I was in the audience when Vinod Khosla made his remarks. He clearly was trying to encourage the room full of young entrepreneurs, mostly from the technology side, to think outside the box to disrupt the healthcare delivery system. However his remarks may been taken to the extremes by saying doctors were practicing voodoo medicine. It is always true that the incumbents have major resistance to change in any industry. I have had the honor of working with several companies who changed the healthcare delivery by providing new tools to allow physician to practice differently. Although it may have taken a couple of years to go through the hospital selling cycle and justify the clinicians change of behavior, companies like VISICU, Pyxis and Nellcor, have shown that physicians will adopt products that improve workflow efficiencies, save healthcare cost and improve healthcare delivery.
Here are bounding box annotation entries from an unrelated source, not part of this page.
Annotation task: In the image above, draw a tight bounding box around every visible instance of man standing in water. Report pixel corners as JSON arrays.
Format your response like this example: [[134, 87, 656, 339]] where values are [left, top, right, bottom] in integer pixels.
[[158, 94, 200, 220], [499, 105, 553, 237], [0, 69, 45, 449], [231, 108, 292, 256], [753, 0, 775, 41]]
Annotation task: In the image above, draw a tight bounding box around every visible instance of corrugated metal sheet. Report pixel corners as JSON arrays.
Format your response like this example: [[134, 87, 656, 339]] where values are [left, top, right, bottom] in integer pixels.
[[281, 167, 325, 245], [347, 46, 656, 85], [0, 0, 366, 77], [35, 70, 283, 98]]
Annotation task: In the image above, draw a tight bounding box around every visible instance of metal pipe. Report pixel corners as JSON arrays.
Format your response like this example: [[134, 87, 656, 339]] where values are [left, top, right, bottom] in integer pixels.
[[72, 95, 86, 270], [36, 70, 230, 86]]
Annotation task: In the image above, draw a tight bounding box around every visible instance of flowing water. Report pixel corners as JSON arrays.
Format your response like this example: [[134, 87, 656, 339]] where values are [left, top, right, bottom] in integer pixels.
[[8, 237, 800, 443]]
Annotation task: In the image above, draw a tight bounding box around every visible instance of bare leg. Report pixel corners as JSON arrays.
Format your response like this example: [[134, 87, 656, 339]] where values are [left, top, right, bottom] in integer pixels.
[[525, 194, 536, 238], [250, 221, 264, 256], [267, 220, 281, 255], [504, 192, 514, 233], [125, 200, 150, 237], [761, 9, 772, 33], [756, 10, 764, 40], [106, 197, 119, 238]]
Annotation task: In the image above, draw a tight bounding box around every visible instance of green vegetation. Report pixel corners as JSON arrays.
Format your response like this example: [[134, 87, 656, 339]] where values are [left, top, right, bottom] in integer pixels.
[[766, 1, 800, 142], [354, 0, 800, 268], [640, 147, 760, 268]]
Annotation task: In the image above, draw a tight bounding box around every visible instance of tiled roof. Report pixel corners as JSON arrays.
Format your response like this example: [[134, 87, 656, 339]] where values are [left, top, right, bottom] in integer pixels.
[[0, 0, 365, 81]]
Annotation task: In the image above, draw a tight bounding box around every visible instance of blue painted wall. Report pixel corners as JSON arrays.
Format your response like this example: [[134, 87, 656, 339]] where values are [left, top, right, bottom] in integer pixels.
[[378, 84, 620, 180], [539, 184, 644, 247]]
After having looked at over 400 companies in the last two years looking for angel money, we've seen at HealthTech Capital a pattern of very smart entrepreneurs coming from the technology side who do not understand how to incorporate physicians and other healthcare delivery professionals in their solutions. This is why we decided to organize the HealthTech conference on October 26 at UCSF to share with budding entrepreneurs lessons we have learned on how to build successful business within the new healthcare ecosystem.

This is nothing new, really!

Mr. Koshla is not telling us anything that careful analysis has not already revealed.

For many years, the holy grail in biomedical engineering was automating diagnostics – and we have made great strides in that area with physiological measurements and in vitro diagnostic devices. More recently, efforts have expanded to automating surgery – except that for legal liability reasons, wise manufacturers still want to keep the malpractice-paying physician in the loop! Putting the two together does not require a futurist or great visionary. I think Mr. Koshla’s contribution – and it is a significant contribution – is focusing our attention on the informatics (“big data”) requirements that are the major impediment to integrating and significantly advancing the automation of medicine and surgery.

Sure, he also annoyed or enraged (depending upon their level of insecurity) some medical practitioners, but so what? Professionals, tradesmen, and skilled craftsmen have been supplanted on a regular basis for the past millennium; why would you expect the future to be any different? And why get all hot and bothered, since you personally are not going to lose your job?

GM Samaras Pueblo, CO

Khosla's every bit the expert

Khosla's every bit the expert health care authority that Jim Clark is/was.

Cars driving themselves down the PCH is just the sort of rubik's cube tactical challenge the tech-absorbed turn into their model of life. The problem for Khosla, and for you, dear would-be health tech entrepreneur reader, is that health care is not analogous - enough.

On health care, respect - but ignore - Khosla.